Floyd no longer runs a lab at OMRF. But he still comes to the office regularly, where he keeps tabs on the progress of OKN-007, both in its clinical trials and in ongoing research projects that Towner and Kopke are conducting. On occasion, he’ll offer some consultation on those projects.
As his research career has wound down, he’s found a passion that, like his work on OKN-007, ties back to an earlier part of his life. As a child in Kentucky, he’d gather each night with his family around an old organ and sing. With science keeping him so busy, he never pursued his interest in music. But several years ago, he finally took the leap. Today, he sings each Sunday in the choir at All Souls Episcopal Church.
“Singing is so different from science,” he says. “In choir, you don’t want to stand out. In science, you do.”

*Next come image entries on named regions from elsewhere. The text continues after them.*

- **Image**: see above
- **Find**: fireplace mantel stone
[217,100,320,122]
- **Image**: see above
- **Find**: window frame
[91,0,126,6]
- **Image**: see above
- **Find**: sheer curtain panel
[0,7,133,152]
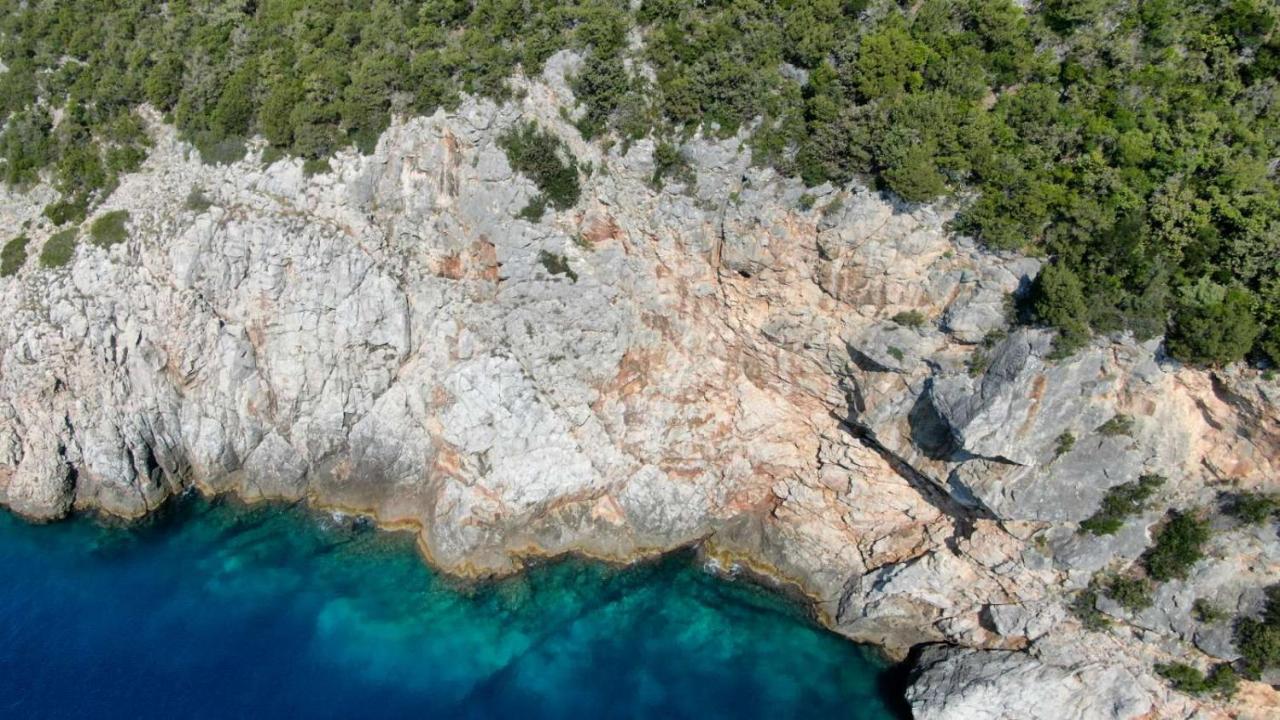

After more than 25 years of working with OKN-007 and its sister compounds, he is ready for them to stand out, too. But does he ever wonder what it might have been like if he’d chosen research projects that didn’t have quite so much hope attached to them? Because, when a promising new drug for a life-threatening condition fails, there’s a real human price. People get sicker and die. So isn’t working in this field—where most experimental treatments end up falling short—just a recipe for heartbreak and frustration?
Floyd thinks about the question for a moment. “When I went down this road, I knew it would change my life. But if I didn’t, there would be things that might really help people that would be lost.”
That chance to impact human lives made the decision easy. “You can’t be afraid to fail.” Or, he says, “to hope.”